In the past, networks were used for their direct response focus, and mostly ignored when it came to branding initiatives. There's a strict CPA goal the advertiser is trying to back out to, and cheap CPM inventory helps keep costs low in order to maximize ROI. Most agencies and advertisers have realized the benefit that networks provide for brand response campaigns. It's through their mass reach, branded sites, and often unique out-of-the-box placements and technologies, that branding and brand response campaigns have been able to be successful using networks.
The confusion comes from the four main types of publishers that get classified as ad networks, although they are all different and have their respective benefits. There are other types of networks, but these are the most common:
Site-Representation Network (a.k.a. Rep Firm) - These publishers exclusively represent Web sites and their inventory. They will always provide a full site list, and are idea for brand campaigns. They deliver high-quality traffic and do not focus on remnant ad space.
Examples: Gorilla Nation, Black Rock, WinStar
Advertising Networks - Typically make use of non-exclusive publishers. Inventory is typically remnant space from their collection of publishers. These used to be blind networks, but almost all of these networks will provide a full site list now (to their agency partners at the very least). These networks have combined with behavioral networks (Advertising.com/Tacoda/AOL) or developed their own behavioral targeting technologies (ValueClick). This type of publisher allows for the most flexibility in strategic media planning; some even have exclusive publisher relationships like a rep firm.

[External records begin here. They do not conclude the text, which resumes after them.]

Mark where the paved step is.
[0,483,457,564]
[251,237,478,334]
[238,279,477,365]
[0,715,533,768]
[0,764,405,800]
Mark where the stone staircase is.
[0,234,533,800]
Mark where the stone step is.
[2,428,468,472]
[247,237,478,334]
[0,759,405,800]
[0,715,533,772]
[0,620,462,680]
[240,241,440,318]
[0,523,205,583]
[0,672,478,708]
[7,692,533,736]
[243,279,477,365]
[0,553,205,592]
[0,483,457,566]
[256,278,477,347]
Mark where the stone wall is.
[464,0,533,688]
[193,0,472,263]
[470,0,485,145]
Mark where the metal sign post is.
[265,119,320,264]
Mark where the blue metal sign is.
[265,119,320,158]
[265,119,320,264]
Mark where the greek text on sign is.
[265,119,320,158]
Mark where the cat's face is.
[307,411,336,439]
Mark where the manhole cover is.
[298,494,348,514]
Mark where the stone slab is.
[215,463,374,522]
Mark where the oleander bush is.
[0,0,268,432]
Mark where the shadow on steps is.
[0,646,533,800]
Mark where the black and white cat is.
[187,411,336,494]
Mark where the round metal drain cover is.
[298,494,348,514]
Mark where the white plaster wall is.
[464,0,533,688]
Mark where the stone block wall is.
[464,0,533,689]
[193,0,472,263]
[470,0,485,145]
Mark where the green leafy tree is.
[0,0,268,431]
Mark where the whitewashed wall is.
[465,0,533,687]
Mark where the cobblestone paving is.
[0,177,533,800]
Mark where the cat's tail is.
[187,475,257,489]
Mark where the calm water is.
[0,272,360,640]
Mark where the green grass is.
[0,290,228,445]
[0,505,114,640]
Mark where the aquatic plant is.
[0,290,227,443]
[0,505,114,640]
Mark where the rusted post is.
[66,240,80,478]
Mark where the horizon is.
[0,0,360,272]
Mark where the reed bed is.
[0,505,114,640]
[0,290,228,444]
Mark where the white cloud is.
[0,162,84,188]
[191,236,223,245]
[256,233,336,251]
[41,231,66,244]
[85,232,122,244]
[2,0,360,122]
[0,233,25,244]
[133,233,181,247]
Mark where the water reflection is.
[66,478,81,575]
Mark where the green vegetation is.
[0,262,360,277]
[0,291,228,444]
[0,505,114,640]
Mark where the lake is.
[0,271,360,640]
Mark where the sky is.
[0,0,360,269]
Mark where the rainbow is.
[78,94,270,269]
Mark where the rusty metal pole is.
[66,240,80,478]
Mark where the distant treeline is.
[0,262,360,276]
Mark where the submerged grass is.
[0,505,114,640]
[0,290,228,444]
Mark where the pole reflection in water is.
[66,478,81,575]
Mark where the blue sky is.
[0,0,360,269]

Examples: ValueClick, Tribal Fusion, Dedicated Media, Advertising.com
Technology Based Networks - Publishers in this category fall under retargeting, contextual, or some other technology based variation on targeting and optimization. These publishers are effective, but the relevance for contextual players, as well as scalability for the retargeting publishers, makes a significant difference when determining the best course for your media plan. The value-proposition for these publishers is based on the combined, un-duplicated reach they have across all of their network partners.
Example: Dotomi, Fetchback, ContextWeb, Kontera
Broker and Exchange Publishers - These are some of the new networks that are showing up constantly. Most use the exchange model to find cheap inventory with low risk, and pass themselves off as a blind network. Others take their advertisers and pass them off to other networks to run on remnant space. They work well for CPA campaigns where placement isn't as important as generating a conversion.
All four of these publishers have value as a network in one form or another, but it's important to evaluate your campaign objectives before choosing the type of network you are really looking for. You will be able to see the difference in your media plan if you utilize the right type of network.